Older, But None the Wiser.
This month Anna, my wife, and I celebrate our thirtieth wedding anniversary (pearl). Was it thirty years ago I was staggering around the wedding venue with £900 in my jacket pocket to pay the bar bill? It was a small affair (my mum was disappointed it wasn't a bigger do, with a marquee in the garden, ice sculptures, a firework display and a guest list to rival one of the Queen's garden parties). But the service at my family church, followed by a knees up at the Tudor Arms, Watford, suited us fine. It was perfect and we wouldn't have had it any other way.
I was quite nervous on the day for several reasons other than the £900 (I think some people must have thought I was having heart palpitations the way I kept gripping my chest). My speech was a concern. My reputation for drinking too much at social functions preceded me, so I vowed to abstain until after the speech, when I made up for lost time. Both my mother and my Scottish father-in-law were/are larger than life characters, who weren't known for holding back. I was concerned a fight might break out between them so plans had been made (Operation Hadrian's Wall) to keep them apart. As it happened, they were both on their best behaviour and my worries were unfounded.
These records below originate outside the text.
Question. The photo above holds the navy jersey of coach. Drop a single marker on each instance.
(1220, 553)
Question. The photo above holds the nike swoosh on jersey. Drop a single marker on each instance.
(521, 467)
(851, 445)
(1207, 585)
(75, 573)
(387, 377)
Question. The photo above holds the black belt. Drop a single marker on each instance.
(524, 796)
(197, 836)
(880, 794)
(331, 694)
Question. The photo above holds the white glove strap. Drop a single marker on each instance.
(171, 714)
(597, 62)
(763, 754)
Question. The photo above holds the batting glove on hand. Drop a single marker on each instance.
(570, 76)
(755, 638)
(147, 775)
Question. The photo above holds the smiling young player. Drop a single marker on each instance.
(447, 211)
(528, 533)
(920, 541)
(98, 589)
The wedding photographer (my mum had contacted) had worked for the Watford Observer but did weddings as a sideline. With the result that all the photos had a regional-newspaper-feel to them. There is one of me being cajoled into the church by my twin brother. We have enjoyed the embarrassment on his face for the last thirty years (see photo), not to mention my very effeminate hair-do, which I assure you was the height of fashion at the time.
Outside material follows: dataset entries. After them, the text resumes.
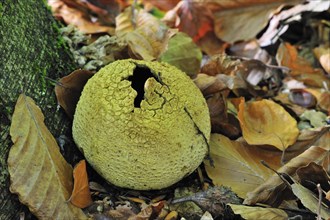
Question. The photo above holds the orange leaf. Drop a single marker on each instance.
(193, 17)
(301, 69)
(81, 196)
(265, 122)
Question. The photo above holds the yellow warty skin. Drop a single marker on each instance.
(148, 147)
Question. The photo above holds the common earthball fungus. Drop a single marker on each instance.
(142, 125)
I had been a choirboy at the church and so had sat through countless weddings (we were paid 50p per wedding, result!), but now it was my turn to “repeat after me”.
The organ started to play, me and my brother sidled out of our aisle, faced the alter and Anna pulled along side me looking amazing in her meringue (a meringue she can still get into!). Then the father- in-law-to-be, looking resplendent in his kilt and full Scottish regalia, joined the line up. And we were off...promising each other this, that and the other. I neither fainted nor started crying which I had witnessed many times as a chorister.
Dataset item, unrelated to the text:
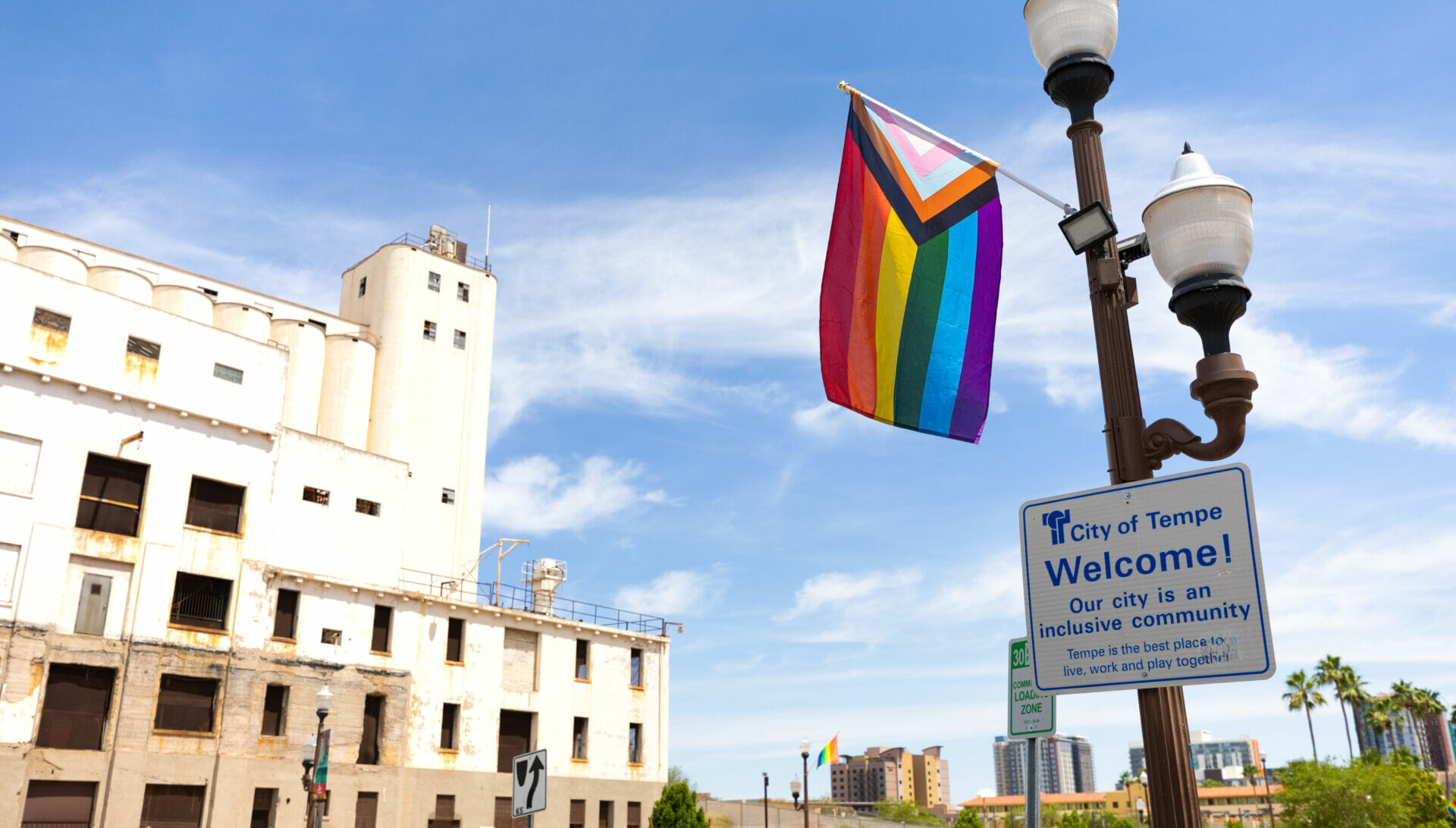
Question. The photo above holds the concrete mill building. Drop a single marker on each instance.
(215, 503)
After our TV dinner, speeches and drunken merriment we staggered into the Hilton Hotel, Watford. The receptionist made us feel very special by informing us we were the fifth couple of newly-weds staying that night (I wonder if they're still married?).
Occasionally, we get the photo album out and relive the day. Seeing the faces of loved ones who are no longer with us and the missing faces of people who were mere twinkles in our eyes. We chortle at some of outfits on show (my sister wore a brown dress and matching hat, which sends her into a relapse every time she remembers it [I think she looked nice], and my brother wore a 'mustard' coloured suit which he still defends to this day [see photo]).
If I'd known then that thirty years on I'd be living in France as an Irish passport holder, with a French resident and a ferrel cat, I would have laughed out loud, before clutching my breast to make sure I still had the £900.
Photo: Stephen and his twin brother (and best man), Simon.